Heroes in war movies rally the troops by pronouncing: failure is not an option. Heroes at the forefront of cybersecurity know better: failure is practically unavoidable. To protect businesses, the new name of the game is visibility. Monitor your computing environment, recover from attacks quickly, and learn from breaches so no attackers’ ploy will work twice.
Businesses must assume today that most infiltration defenses will fail – and deal with that reality.
Let me explain.
Securing a corporate computing environment is not a simple job. Most networks today include a jumble of defense products added over time. Add the challenge of “BYOD” (bring your own device) with employees plugging their own, often hackable, personal phones and tablets to the network. The result is a messy infrastructure where full protection from cyberattacks is usually an impractical goal.
The last two years show that no matter how robust the external defenses, a determined and persistent adversary can find a way to ransack a corporate network. In fact, the attackers’ malware typically does its damage for weeks or months before losses are detected. One dirty secret of corporate hacking episodes is that the adversary’s code can be nearly impossible to remove – even after it’s discovered. The hack may have made headlines months ago, but there’s a good chance the hackers are still in there.
Trying to stop cyber criminals from entering your network still remains necessary and critical to a robust security strategy. But the focus in corporate cyber defense is subtly shifting – from trying to prohibit the bad guys from getting in to minimizing damage done by the bad guys stealing information.
There are two new secret weapons for businesses trying to protect personal data.
The first is network visibility – a way to see who is on your network every minute, map their locations, and know everything they are accessing. When corporate security managers have a real-time view of every connected device, every authorized user, and every malware link clicked on by the careless or unwary, they have a far better chance of pinpointing the small minority but highly damaging incoming threats.
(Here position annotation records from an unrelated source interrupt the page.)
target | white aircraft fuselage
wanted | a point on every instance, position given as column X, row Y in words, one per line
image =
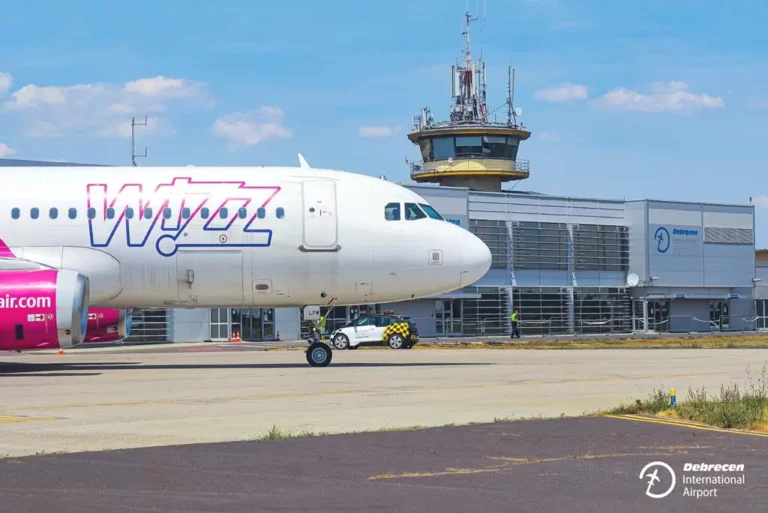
column 232, row 236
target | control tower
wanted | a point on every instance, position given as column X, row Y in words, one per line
column 469, row 150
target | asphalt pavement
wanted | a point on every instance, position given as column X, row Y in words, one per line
column 588, row 465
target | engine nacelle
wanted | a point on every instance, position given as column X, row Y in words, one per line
column 107, row 325
column 42, row 309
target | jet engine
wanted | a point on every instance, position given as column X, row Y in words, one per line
column 107, row 325
column 42, row 309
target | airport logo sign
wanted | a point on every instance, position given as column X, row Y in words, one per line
column 664, row 236
column 662, row 239
column 700, row 480
column 669, row 481
column 180, row 214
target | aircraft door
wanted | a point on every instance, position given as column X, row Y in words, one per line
column 320, row 216
column 210, row 277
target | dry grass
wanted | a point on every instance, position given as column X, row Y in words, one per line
column 733, row 408
column 683, row 342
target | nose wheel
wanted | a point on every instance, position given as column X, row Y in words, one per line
column 319, row 354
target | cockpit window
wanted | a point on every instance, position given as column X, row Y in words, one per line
column 392, row 212
column 413, row 212
column 431, row 212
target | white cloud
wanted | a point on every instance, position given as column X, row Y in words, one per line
column 672, row 96
column 102, row 109
column 6, row 151
column 562, row 93
column 161, row 87
column 548, row 136
column 5, row 82
column 378, row 131
column 154, row 126
column 245, row 129
column 760, row 201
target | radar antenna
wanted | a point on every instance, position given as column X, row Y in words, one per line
column 134, row 124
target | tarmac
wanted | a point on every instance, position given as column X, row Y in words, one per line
column 131, row 397
column 578, row 465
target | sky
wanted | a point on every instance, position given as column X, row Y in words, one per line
column 663, row 100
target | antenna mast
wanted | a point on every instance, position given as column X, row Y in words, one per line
column 134, row 124
column 468, row 81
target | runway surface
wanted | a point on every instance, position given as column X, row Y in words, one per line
column 578, row 465
column 86, row 400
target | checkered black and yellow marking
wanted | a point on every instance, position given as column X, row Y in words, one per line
column 401, row 328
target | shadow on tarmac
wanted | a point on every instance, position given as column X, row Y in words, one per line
column 70, row 369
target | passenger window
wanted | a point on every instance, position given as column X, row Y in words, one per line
column 431, row 212
column 392, row 212
column 413, row 212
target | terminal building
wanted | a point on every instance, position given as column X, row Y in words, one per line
column 568, row 265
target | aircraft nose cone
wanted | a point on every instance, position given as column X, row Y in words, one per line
column 476, row 259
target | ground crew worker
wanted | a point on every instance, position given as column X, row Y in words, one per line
column 514, row 319
column 321, row 326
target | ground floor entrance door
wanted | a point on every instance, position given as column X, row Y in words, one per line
column 258, row 324
column 219, row 324
column 448, row 317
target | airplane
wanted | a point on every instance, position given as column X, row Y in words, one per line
column 82, row 248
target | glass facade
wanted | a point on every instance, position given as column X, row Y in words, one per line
column 470, row 146
column 253, row 324
column 545, row 246
column 601, row 247
column 149, row 325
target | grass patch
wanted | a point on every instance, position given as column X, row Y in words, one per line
column 755, row 341
column 276, row 433
column 732, row 408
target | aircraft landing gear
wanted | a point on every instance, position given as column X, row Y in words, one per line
column 319, row 354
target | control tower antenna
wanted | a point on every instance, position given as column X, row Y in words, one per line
column 469, row 149
column 134, row 124
column 511, row 115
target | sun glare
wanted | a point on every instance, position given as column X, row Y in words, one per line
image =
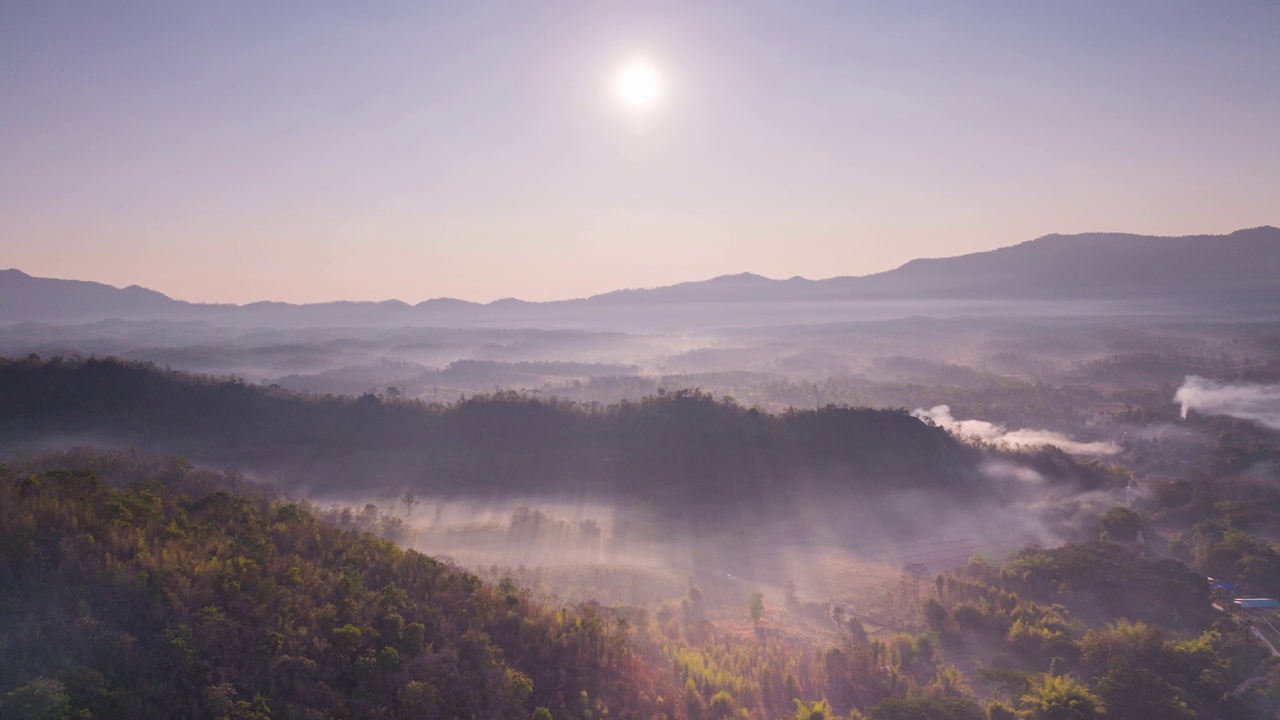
column 639, row 85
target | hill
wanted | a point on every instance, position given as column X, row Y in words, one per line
column 1237, row 272
column 172, row 597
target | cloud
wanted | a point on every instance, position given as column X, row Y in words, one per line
column 999, row 434
column 1260, row 404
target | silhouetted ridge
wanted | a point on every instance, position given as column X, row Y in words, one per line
column 1234, row 272
column 681, row 450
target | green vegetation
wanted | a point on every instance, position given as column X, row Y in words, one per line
column 169, row 598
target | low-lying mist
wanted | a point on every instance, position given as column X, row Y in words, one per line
column 1255, row 402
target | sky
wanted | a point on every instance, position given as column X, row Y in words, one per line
column 312, row 151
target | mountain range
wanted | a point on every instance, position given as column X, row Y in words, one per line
column 1233, row 274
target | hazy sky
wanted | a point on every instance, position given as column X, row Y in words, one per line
column 238, row 151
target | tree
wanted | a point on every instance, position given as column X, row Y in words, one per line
column 1061, row 698
column 410, row 500
column 757, row 606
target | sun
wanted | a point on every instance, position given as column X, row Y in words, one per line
column 638, row 85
The best protection approach is to detect strange, out-of-profile behavior on the network; launch a coordinated response; and have a security architecture that “learns” from attack event data.
The second secret weapon is speed. Once you – or your software – become aware of a breach, how long until you are aware of exfiltration attempts, block them, and actually fix the issue? Remediation is more important than placing blame, and speedy remediation is a function of visibility. The faster you see and size up a rip in your safety net, the faster the net gets back to normal. Repairing a breach with speed and confidence limits damage done to public trust.
The new, real-world view: We may not always be able to stop them from getting in, and we may not be able to completely flush them out – but we can make it extremely difficult to get out with anything useful. So difficult, in fact, that most attackers will give up and go looking for a softer target. Which should suit cyber defenders just fine.
The old way of betting the farm on endpoint monitoring is no longer an effective strategy. This is not a border war anymore. Today’s cybersecurity landscape is more like urban warfare, where cyber criminals have to be rooted out door to door. And they are well-funded cyber criminals. Spending by our adversaries is skyrocketing while Global 2000 IT budgets grow at just 3 to 4 percent per year.
To keep pace, businesses must not only invest more, and adopt a visibility-and-speed strategy, but push for:
- New government policy that improves sharing of threat information – though sadly the 2015 Cybersecurity Information Sharing Act (CISA) remains stalled in Congress. Adversaries are incredibly collaborative; we fall short. We are boxing with one arm tied behind our backs until we have an information-sharing framework that involves businesses, private security interests, governments worldwide, and consumers.
- IT systems that talk to one another, so when a threat is detected it is rapidly shared and recognizable to multiple defense systems.
- A shift in user culture toward smarter, safer practices. The majority of corporate breaches are triggered by user error. Neither government nor industry can solve this problem without individuals understanding their responsibility in the security equation.
It would be overly pessimistic to call the cybersecurity battle unwinnable. But for businesses to gain the upper hand, they must adopt the creative and collaborative skills of cyber criminals who are out to get them. Acknowledging that cyber defenses occasionally will fail is not accepting defeat. It’s a stepping-stone to more effective corporate security strategy.